Handling Hierarchically Structured Risk Factors using Random Effects Models

Description

Using this package, you can fit a random effects model using either the hierarchical credibility model, a combination of the hierarchical credibility model with a generalized linear model or a Tweedie generalized linear mixed model. See Campo, B.D.C. and Antonio, K. (2023) <doi:10.1080/03461238.2022.2161413>.

References

Campo, B.D.C. and Antonio, Katrien (2023). Insurance pricing with hierarchically structured data an illustration with a workers' compensation insurance portfolio. Scandinavian Actuarial Journal, doi: 10.1080/03461238.2022.2161413

Dannenburg, D. R., Kaas, R. and Goovaerts, M. J. (1996). Practical actuarial credibility models. Amsterdam: IAE (Institute of Actuarial Science and Econometrics of the University of Amsterdam).

Jewell, W. S. (1975). The use of collateral data in credibility theory: a hierarchical model. Laxenburg: IIASA.

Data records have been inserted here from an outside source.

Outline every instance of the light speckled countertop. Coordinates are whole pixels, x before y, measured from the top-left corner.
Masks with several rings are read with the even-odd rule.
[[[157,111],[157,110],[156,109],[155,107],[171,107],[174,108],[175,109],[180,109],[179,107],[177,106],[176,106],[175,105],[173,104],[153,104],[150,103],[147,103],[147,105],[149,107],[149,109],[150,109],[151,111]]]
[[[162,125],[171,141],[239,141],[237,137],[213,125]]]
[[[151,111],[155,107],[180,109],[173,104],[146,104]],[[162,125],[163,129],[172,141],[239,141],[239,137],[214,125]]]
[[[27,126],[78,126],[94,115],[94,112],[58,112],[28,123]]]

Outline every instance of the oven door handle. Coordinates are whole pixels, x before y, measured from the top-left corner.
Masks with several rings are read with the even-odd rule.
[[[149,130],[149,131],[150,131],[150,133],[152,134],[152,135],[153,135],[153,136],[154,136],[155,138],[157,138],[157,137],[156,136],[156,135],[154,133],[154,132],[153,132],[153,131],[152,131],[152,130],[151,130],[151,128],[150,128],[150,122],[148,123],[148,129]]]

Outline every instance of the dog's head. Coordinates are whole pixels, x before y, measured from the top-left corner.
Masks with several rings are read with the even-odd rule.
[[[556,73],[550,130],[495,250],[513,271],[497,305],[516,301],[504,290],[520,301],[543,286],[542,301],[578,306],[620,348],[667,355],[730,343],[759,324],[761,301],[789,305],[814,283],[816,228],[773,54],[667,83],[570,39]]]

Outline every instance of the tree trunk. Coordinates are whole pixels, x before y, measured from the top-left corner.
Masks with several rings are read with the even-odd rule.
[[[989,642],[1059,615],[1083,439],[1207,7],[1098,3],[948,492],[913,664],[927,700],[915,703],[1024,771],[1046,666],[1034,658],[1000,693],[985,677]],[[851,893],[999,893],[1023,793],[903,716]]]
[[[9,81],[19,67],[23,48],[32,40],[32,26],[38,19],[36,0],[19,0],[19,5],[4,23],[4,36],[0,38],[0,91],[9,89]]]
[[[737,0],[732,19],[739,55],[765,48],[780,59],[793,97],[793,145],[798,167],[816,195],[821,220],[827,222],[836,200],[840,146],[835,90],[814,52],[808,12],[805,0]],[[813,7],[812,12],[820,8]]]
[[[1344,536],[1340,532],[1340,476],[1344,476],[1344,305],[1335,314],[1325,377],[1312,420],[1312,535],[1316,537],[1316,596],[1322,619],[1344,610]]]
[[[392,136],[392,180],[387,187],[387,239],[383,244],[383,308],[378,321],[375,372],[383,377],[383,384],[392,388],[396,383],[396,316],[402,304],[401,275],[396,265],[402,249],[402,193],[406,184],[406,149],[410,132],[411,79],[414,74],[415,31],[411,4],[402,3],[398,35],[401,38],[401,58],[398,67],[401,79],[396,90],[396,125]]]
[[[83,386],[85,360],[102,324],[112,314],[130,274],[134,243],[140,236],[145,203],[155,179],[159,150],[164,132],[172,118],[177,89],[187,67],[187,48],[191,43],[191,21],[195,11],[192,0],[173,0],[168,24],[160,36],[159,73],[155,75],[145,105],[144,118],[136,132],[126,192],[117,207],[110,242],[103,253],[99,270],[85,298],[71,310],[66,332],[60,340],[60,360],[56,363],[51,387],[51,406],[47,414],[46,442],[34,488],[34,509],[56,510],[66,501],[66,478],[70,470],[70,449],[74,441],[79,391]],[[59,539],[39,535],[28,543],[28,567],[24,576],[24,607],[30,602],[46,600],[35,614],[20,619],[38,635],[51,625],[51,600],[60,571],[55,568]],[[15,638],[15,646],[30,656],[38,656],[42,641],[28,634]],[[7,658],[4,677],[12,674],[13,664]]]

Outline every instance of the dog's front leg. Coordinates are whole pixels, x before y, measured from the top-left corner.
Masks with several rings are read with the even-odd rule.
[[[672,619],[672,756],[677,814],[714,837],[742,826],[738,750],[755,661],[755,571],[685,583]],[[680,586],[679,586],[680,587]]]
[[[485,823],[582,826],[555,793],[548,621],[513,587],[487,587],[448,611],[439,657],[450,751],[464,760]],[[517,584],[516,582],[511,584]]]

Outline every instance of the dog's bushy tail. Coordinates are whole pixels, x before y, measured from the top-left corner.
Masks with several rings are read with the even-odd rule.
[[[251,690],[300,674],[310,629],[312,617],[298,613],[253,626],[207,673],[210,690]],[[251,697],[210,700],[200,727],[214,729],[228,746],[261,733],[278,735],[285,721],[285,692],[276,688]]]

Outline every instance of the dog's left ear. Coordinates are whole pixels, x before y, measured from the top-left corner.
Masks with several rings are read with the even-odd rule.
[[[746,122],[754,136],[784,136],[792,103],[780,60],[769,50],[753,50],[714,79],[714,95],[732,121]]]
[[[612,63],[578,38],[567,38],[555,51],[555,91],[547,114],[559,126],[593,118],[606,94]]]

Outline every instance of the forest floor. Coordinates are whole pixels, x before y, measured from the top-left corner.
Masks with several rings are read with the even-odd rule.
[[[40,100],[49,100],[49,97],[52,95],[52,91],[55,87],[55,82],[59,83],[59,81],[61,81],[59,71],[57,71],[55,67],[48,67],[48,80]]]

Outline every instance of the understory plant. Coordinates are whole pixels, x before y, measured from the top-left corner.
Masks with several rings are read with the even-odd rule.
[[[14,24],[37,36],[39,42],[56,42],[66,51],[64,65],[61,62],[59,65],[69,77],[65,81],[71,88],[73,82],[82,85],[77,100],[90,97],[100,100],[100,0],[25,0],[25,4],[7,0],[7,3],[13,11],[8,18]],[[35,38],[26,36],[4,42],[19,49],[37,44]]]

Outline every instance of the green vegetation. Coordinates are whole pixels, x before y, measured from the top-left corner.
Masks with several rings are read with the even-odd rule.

Ohlsson, E. (2005). Simplified estimation of structure parameters in hierarchical credibility. Presented at the Zurich ASTIN Colloquium.http://www.actuaries.org/ASTIN/Colloquia/Zurich/Ohlsson.pdf

Ohlsson, E. (2008). Combining generalized linear models and credibility models in practice. Scandinavian Actuarial Journal 2008(4), 301–314.

See Also

hierCredibility hierCredGLM hierCredTweedie tweedieGLMM BalanceProperty

Examples

library(actuaRE)
  # Vignette of the package
  vignette(package = "actuaRE")

  # Load data
  data(hachemeisterLong)
  data(dataCar)

  # Hierarchical credibility model of Jewell
  fit = hierCredibility(ratio, weight, cohort, state, hachemeisterLong)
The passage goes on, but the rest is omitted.